„From The Back Of The Room“ von Amy Oden


"From The Back Of The Room": Gleichberechtigung und künstlerische Verwirklichung der Frau im Harcore-Punk

"From The Back Of The Room": Gleichberechtigung und künstlerische Verwirklichung der Frau im Harcore-Punk

Ära der Riot Grrls

Punkrock öffnete jungen Frauen Horizonte. Jedoch war der Anteil weiblicher Musiker in diesem Genre bedeutend kleiner als der der Männer. Punkrock ist und war eben in erster Linie Rock Musik, also eine Abwandlung des Rock ´n´Roll, einem Slangwort für Geschlechtsverkehr. Lust bedarf notwendigerweise eines Lustobjekts. Da haben wir den Salat, denn in feministischen Kreisen kann Sexualität oftmals nur mit Sexismus oder Kuschelrock gleichgesetzt werden. Jetzt wird auf den Mann, der eine Frau (in seinen Wunschträumen) zu seinem Lustobjekt machen will eine Gewaltphantasie projiziert, die der Frau die Illusion von Macht und Selbstbestimmung verleiht. Das klingt nicht unbedingt nach einem fairen Tausch, aber immerhin ist es ein Tausch. Allerdings impliziert das Ganze, dass ein Mann, der von seiner Sexualität redet, per se ein Repräsentant dessen ist, was sonst auch gerne mal „strukturelle Unterdrückung“ genannt wird. Amy Odens Dokumentation „From The Back Of The Room“ springt zurück in die Ära der Riot Grrls. Der Streifen konzentriert und portraitiert den Hintergrund von Musikerinnen wie Kathleen Hanna von „Bikini Kill“, Allison Wolfe von „Bratmobile“ oder Kisten Patches von „Naked Aggression“. Dieser ist auffallend vielfältig. Für einige war es freilich Rebellion, für einige einfach Spaß und viele ein Weg sich zu artikulieren.  Die Anfeindungen, die alle Musikerinnen ertragen mussten, erscheinen heute nur noch lächerlich. Auf jeden Fall demaskieren sie aber Punkrock und reduzieren es auf das, was es von Anfang an war – Pop. Das Selbstbewusstsein der Musikerinnen und die gute Musik ihrer Bands dagegen sprechen dafür, dass Popkultur ein bisschen klüger geworden ist. Gewöhnlich dagegen ist die Machart dieser Dokumentation.

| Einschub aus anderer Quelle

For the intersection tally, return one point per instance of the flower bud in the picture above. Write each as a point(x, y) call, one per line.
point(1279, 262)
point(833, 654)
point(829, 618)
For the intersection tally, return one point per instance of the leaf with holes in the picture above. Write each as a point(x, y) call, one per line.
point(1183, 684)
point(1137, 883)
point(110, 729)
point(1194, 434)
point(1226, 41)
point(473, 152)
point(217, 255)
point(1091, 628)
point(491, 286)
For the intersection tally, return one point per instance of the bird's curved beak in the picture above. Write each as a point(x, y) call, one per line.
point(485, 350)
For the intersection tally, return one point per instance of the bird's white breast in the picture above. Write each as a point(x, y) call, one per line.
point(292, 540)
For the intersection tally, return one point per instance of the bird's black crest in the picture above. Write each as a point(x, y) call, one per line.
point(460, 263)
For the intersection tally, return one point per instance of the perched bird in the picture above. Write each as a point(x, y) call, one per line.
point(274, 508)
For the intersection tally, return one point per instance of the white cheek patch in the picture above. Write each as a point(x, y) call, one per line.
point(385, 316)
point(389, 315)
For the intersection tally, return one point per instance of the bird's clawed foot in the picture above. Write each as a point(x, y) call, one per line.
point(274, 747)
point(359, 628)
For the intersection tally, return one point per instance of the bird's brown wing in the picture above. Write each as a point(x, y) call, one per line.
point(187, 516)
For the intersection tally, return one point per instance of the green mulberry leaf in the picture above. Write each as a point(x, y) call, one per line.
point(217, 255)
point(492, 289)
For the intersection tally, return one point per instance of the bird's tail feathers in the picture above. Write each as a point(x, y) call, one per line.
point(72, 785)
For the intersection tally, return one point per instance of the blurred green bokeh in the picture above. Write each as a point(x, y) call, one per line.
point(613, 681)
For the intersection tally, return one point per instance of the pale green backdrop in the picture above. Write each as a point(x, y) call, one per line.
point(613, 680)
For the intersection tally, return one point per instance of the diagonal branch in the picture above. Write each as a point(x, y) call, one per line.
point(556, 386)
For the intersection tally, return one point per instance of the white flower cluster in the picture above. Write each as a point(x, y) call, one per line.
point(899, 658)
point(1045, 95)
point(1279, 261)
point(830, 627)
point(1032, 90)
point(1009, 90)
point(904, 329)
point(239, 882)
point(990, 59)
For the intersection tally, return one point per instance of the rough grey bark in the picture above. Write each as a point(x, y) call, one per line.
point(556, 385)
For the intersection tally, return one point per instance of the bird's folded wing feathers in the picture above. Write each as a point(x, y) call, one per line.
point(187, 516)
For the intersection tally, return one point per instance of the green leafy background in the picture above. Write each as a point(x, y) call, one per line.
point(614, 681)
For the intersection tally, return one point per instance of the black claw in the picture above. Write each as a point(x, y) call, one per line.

Allmählich kann man Bilderreigen über kämpferische und künstlerisch begabte Frauen nicht mehr sehen, die Feminismus darauf beschränken, Frauen als bewundernswert stark hochzustilisieren oder alternativ als Opfer privater Machtverhältnisse vorzuführen. Nach Fourier galt die Emanzipation der Frau als Motor für die Emanzipation der gesamten Gesellschaft. Die zunächst nur von Männern erworbene und verwirklichte Subjektivität sollte die gesamte Menschheit umfassen, womit auch der verstümmelte Charakter dieser Subjektivität überwunden würde. Aber seitdem ist einiges geschehen. Durch die Rationalisierung der kapitalistischen Gesellschaft zerstörte sich die gerade konstituierte und zunächst auf Männer beschränkte Subjektivität von Anbeginn selbst. Als die Frauen sich endlich Zugang zur freien und gleichen Rechtsform erkämpfen konnten, war diese unter die Räder gekommen. Das ist das Dilemma des Feminismus bis heute. Komischerweise ist es auch das Dilemma des Punk Rocks. Just in dem Moment, wo ein jeder den starken, rebellischen Mann markieren konnte, war dieses Männermodell obsolet, weil es für eine weltweite Dienstleistungsgesellschaft nicht taugt. Selbstverwirklichung kann wirtschaftlich sein, Freiheit ist es nie. Bedauerlicherweise ist  Amy Odens Film ein bisschen zu sentimental um Zusammenhänge wie diese wahrzunehmen.

Joris J.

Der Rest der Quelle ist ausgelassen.